In a world where attacks move faster and businesses depend more heavily on data and AI-driven operations, resilience is a business requirement.  

What organizations should do next  

As organizations accelerate AI adoption, security must evolve just as quickly. The challenge is no longer simply protecting applications and networks. It is protecting the data at the source, move at speed, and recover when needed. 

Organizations should take three practical steps today: 

  • Move to Autonomous AI Database where possible, whether on OCI, hyperscaler environments, or Cloud@Customer, and benefit from automated patching. 
  • Upgrade to a Long Term Support release (Oracle Database 19c or Oracle AI Database 26ai) and apply all release updates. It’s the best way to help limit exposure and maintain security across your database estate as threats evolve. 
  • Get and use your security and lifecycle management tools now. Theyare available at no cost for a limited time, or at a 90% discount on one-year term licenses*. We encourage all Oracle Database customers to immediately take advantage of these offers. 

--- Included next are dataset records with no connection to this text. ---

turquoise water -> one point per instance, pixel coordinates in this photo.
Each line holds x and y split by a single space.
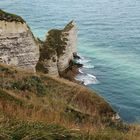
108 39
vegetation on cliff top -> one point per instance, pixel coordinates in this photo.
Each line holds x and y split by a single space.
10 17
41 107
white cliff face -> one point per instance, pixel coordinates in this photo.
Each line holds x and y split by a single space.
17 45
70 37
63 44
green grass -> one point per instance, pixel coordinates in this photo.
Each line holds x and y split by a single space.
40 107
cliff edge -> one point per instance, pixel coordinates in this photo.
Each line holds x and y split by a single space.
58 50
18 46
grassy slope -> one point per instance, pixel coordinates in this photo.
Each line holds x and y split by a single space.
40 107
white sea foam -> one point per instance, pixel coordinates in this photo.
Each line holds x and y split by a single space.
81 71
88 66
87 79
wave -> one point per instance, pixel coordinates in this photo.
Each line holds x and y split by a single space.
87 79
88 66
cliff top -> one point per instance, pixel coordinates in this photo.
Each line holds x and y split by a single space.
40 104
10 17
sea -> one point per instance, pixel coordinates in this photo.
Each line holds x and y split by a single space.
108 43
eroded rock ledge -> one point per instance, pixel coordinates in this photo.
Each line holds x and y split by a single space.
18 46
54 56
58 51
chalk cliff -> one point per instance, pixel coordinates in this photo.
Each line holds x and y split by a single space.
18 46
58 50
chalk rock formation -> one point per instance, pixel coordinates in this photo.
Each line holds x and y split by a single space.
18 46
58 50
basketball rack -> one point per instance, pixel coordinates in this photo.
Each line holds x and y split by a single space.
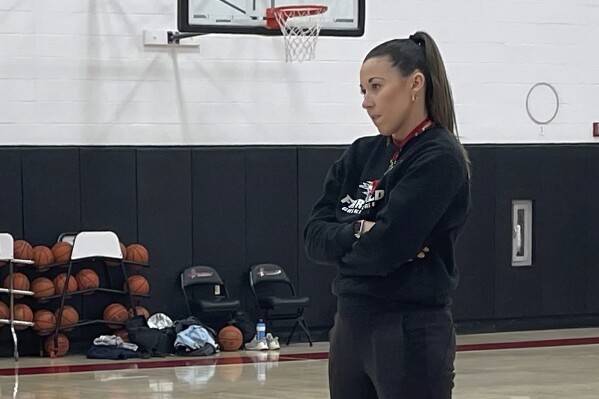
7 255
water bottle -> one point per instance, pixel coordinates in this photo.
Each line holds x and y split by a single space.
260 330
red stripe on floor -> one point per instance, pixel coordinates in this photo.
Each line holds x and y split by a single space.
209 361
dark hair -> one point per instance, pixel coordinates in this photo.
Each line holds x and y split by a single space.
420 52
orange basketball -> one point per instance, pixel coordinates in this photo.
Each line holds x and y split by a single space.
20 282
137 253
62 251
69 316
44 320
117 313
43 287
63 345
87 278
23 250
42 255
138 284
123 252
140 311
230 338
4 312
22 313
59 283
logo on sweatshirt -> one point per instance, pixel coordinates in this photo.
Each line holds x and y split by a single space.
371 196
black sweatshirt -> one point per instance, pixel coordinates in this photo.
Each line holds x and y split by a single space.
423 201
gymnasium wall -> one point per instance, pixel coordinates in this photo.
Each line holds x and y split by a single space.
75 72
231 207
216 155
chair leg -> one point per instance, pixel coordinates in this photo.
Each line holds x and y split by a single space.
293 330
304 327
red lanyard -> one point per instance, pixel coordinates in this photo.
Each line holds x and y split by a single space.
422 126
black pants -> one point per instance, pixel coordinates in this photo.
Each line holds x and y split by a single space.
392 356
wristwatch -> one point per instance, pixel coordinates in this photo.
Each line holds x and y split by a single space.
358 228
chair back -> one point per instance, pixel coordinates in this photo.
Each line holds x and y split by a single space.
266 277
6 247
89 244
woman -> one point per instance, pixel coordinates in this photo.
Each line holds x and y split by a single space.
391 212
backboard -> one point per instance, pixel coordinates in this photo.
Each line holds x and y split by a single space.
342 18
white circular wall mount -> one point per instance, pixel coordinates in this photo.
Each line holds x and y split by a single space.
542 95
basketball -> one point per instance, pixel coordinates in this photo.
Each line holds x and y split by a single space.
63 345
140 311
4 312
138 284
44 320
23 250
69 316
123 252
20 282
117 313
43 287
87 278
230 338
59 283
42 255
22 313
62 251
137 253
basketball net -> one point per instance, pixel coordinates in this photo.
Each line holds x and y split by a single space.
300 27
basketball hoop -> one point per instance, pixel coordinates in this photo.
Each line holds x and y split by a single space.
300 27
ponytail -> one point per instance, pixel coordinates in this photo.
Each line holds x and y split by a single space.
420 52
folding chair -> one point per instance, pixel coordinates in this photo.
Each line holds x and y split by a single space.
206 294
276 298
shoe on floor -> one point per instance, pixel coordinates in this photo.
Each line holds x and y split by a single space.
273 342
257 345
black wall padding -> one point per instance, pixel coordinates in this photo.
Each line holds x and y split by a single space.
474 299
271 208
164 203
219 215
518 290
230 207
11 200
590 190
109 191
562 229
51 193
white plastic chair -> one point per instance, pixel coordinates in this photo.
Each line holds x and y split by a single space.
92 244
89 245
7 255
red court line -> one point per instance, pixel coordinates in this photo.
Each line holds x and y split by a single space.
209 361
528 344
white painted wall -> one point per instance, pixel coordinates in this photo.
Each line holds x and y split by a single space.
76 72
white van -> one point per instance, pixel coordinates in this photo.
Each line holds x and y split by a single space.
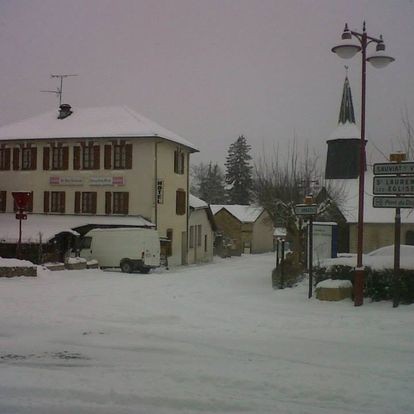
128 248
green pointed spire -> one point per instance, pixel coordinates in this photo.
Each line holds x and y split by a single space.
346 113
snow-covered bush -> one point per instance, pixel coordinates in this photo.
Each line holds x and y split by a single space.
378 283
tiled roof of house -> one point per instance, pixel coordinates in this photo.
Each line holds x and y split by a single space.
245 214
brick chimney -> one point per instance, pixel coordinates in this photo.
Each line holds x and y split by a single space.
64 111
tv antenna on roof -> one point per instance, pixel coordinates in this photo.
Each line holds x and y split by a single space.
59 90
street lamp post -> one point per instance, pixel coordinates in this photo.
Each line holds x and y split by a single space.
347 50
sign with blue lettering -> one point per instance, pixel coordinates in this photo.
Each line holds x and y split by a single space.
394 168
393 202
306 209
393 185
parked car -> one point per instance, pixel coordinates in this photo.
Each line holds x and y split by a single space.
128 248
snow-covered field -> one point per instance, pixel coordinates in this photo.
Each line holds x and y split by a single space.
200 339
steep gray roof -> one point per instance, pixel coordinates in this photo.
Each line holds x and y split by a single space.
346 112
97 122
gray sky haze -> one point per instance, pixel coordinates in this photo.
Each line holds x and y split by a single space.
210 70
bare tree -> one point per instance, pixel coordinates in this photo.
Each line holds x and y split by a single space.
280 185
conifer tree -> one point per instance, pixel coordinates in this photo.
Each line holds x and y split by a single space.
239 172
212 186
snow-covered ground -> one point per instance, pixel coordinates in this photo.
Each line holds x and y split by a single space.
200 339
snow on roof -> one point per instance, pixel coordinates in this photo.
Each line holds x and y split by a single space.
344 131
48 225
196 202
245 214
349 208
280 232
112 121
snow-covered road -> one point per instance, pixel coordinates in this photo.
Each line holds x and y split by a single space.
199 339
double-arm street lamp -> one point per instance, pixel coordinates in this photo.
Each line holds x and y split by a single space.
346 50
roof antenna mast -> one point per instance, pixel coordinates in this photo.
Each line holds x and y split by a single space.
59 89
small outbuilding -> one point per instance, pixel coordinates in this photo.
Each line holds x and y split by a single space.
202 228
249 228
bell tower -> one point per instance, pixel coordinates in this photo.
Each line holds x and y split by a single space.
342 161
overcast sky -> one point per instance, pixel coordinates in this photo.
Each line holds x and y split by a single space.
210 70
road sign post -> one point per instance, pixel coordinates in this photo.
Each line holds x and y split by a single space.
21 199
399 186
308 211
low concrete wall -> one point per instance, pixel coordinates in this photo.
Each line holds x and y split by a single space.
333 294
30 271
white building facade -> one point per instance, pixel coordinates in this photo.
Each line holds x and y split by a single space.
101 162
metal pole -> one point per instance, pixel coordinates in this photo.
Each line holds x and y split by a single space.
310 255
19 244
277 253
282 266
359 271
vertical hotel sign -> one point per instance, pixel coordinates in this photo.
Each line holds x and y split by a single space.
92 181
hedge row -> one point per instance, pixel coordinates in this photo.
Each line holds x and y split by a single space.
378 284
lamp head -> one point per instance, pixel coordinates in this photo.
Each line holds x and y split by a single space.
346 34
380 59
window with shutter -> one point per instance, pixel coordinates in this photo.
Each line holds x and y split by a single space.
3 198
76 158
88 202
60 158
180 204
46 158
179 161
16 158
120 202
96 157
108 201
107 156
4 158
57 201
77 201
46 201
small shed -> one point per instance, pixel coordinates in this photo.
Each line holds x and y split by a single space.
201 229
249 228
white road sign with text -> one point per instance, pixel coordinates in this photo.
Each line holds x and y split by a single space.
393 185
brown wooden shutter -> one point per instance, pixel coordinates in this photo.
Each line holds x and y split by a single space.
65 158
30 204
76 158
96 157
46 201
180 202
77 202
94 203
108 201
46 158
62 201
3 195
126 203
7 159
16 158
175 161
128 151
108 156
33 156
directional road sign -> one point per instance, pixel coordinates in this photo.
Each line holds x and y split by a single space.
394 185
394 168
393 202
306 209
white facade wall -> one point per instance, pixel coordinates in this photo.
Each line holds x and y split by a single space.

AI has fundamentally changed the threat landscape. Attackers are moving faster. AI agents are creating new paths to enterprise data. And the business impact of disruption continues to grow.  

Organizations that succeed in this new environment will be those that secure data at the source, respond to threats at speed, and build resilience into every layer of their operations. 

Security must start where the risk lives: with the data itself.  

*Customer must have current, paid Support. Under the free or 90% off programs, Database Lifecycle and Exadata Management Packs, GoldenGate, GoldenGate Veridata, and Real Application Testing are available for the purposes of upgrading and patching only (the products can be used for other purposes but not under the free or 90% off programs).